Migraine is a neurological disorder manifested with periodic symptoms, most notably a throbbing headache on one side of the head. The periodicity reflects functional and morphological changes in the brain that fluctuate over time. Further, the intensity of headaches relates to lights, sounds, and smells. In migrainous brain, temporal processing of external stimuli and sequential recruitment of neuronal networks are often dysfunctional. Researchers assessed visual evoked potentials (VEPs) that can reveal altered patterns of the brain's electrophysiological activity and aid in understanding migraine pathophysiology. The non-pharmacologic measures such as meditation, yogic exercises, and deep breathing can be adjuncts to routine antimigraine therapy.

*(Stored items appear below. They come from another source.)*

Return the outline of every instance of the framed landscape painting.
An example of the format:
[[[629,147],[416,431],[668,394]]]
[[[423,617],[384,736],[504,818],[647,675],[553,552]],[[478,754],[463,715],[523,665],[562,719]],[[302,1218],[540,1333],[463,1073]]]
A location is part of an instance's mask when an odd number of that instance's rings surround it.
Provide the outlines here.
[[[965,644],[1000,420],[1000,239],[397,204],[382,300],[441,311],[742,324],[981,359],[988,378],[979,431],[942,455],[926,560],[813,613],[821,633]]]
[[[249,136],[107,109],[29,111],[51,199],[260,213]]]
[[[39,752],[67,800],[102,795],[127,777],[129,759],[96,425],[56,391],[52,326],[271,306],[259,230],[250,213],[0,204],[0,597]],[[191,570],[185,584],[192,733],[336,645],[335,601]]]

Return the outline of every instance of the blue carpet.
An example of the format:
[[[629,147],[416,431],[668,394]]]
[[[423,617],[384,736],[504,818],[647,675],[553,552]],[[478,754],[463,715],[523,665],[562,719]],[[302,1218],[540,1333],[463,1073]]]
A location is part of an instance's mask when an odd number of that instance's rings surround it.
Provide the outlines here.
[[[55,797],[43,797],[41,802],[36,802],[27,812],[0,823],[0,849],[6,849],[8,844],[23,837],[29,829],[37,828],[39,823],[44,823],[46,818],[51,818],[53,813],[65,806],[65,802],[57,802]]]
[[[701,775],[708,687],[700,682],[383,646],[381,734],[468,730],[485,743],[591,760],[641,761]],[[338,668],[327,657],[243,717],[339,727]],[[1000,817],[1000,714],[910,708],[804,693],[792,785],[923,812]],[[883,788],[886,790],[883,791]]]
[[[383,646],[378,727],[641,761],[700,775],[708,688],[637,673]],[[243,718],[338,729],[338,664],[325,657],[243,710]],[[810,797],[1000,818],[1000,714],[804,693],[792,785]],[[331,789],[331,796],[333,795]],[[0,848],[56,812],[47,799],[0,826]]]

The present study compared P100 latencies and amplitude in visual evoked potentials of healthy controls and migraineurs. Researchers found delayed P100 latency and decrease P100 amplitude in migraine patients compared to controls. In addition, the study evaluated the effect of Rajyoga meditation on migraine patients and found early P100 latencies and higher P100 amplitude after training. Similarly, Kennard et al. found delayed P100 latency and higher P100 amplitude in migraine patients.24 Winter et al. found a decrease in P100 (ms) after practicing Rajyoga meditation in migraine patients25. However, in a study, Polich et al. obtained visual evoked potentials from 20 migraine patients and compared them with age-matched controls. They showed no substantial differences in N75, P100, and N145 (latencies and amplitudes), elicited using full- and half-field reversing checkerboard stimulus presentations.26 Mariani et al. compared twenty migraine patients with healthy controls and found significantly longer P100 latency in migraine patients.27
The present study showed a decrease in P100 amplitude in migraine patients compared to controls. However, many neurophysiological studies found higher P100 amplitude in migraineurs. The higher P100 amplitudes in visual evoked potentials resulted from a decrease in habituation between attacks. 28–29 This implies that cortical information processing gets modified in most migraine patients between attacks, which can be considered an endophenotypic biomarker of the disorder. The underlying neural mechanisms might involve lower preactivation levels of sensory cortices due to thalamocortical dysrhythmia and low serotonergic tone, but these mechanisms are still under research. 30–33 Theoretically, one explanation was seen in the ceiling theory 34–35, based on the assumption that for evoked potentials, after reaching a ceiling point, cortical reactivity is reduced, which initiates a habituation response. Also, a lower preactivation level in migraine patients would cause a delayed or missing habituation because the ceiling would be reached later than healthy people. In this context, migraine patients' higher amplitudes of evoked potentials were due to the missing or reduced habituation. However, some researchers could not reproduce these findings36–42, attributed to various methodological issues, including the absence of blinding33 or differences in migraine phenotypes43.
The study showed substantially reduced N70 and P100 latencies after performing Rajyoga meditation. The shifting autonomic balance in favor of parasympathetic instead of sympathetic might explain the above phenomenon. However, it requires further studies on Rajyoga meditation. In addition, there was a significant increase in post-intervention P100 amplitude. Similarly, results obtained by light flashes before, during, and after Qigong meditation showed an increase in VEP amplitudes (N80, P115, N150, P200, N280) in advanced practitioners not in novices and beginners. However, a significant decrease in the VEP amplitudes was obtained within the same study group of Qigong practitioners of other schools44. Contrarary, Schöne et al. (2018) observed that modulations in much higher latency waveforms (500–6,800 ms) resulted in reduced VEP amplitudes acquired during multiple object tracking paradigms in the group that performed training in mindful breath awareness, compared to an active control group, trained in muscular relaxation. The results were attributable to an increased ability to ignore irrelevant stimuli with lower attentional effort after meditation training45. The results of evoked potentials (EP) are highly dependent on the onset, the number of repetitions, and the type (e.g., auditory or visual) of stimuli and rely on signal averaging around an event. Most results suggest that meditation affects the processes underlying the generation of endogenous EP; it is still tricky to thoroughly compare these studies because of distinct EP components evaluated, stimuli diversity, and most importantly, the mental state of the participants.